Chinese politician (1930–2020)

Liu Zhongyi (刘中一; October 1930 – 5 January 2020) was a Chinese politician who served as Minister of Agriculture from 1990 to 1993 and Vice Minister of the National Development and Reform Commission from 1985 to 1990.

== Biography ==
Liu was born in October 1930 in Wuhan, Hubei, Republic of China. He also used the names Liu Xinglu (刘兴鲁) and Liu Youting (刘佑庭). In February 1949, he enlisted in the People's Liberation Army during the Chinese Civil War.

After the founding of the People's Republic of China in 1949, he studied statistics at Zhongyuan University (中原大学) from 1951 to 1952, and joined the Chinese Communist Party in October 1954. From May 1956, he worked in the hydraulics department of the State Planning Commission. During the Cultural Revolution, he was sent to the countryside to perform manual labor.

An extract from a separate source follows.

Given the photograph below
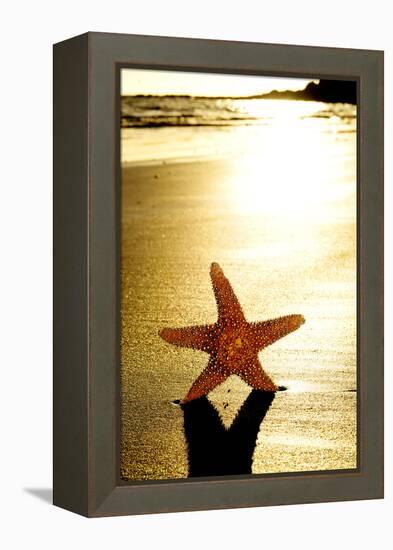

In 1978, he was appointed Deputy Director of the Agriculture, Forestry and Water Conservancy Planning Bureau of the National Development and Reform Commission (NDRC), and was promoted to Director in 1982. He was promoted to Vice Minister of the NDRC in 1985. In June 1990, he was appointed Minister of Agriculture, serving until April 1993, when he became Deputy Director of the Development Research Center of the State Council.

Liu was a member of the 14th Central Committee of the Chinese Communist Party (1992–1997). From 1998 to 2003 he was a Standing Committee member of the 9th National People's Congress, and served as Vice Chairman of the National People's Congress Agriculture and Rural Affairs Committee.

Liu died on 5 January 2020 in Beijing, aged 89.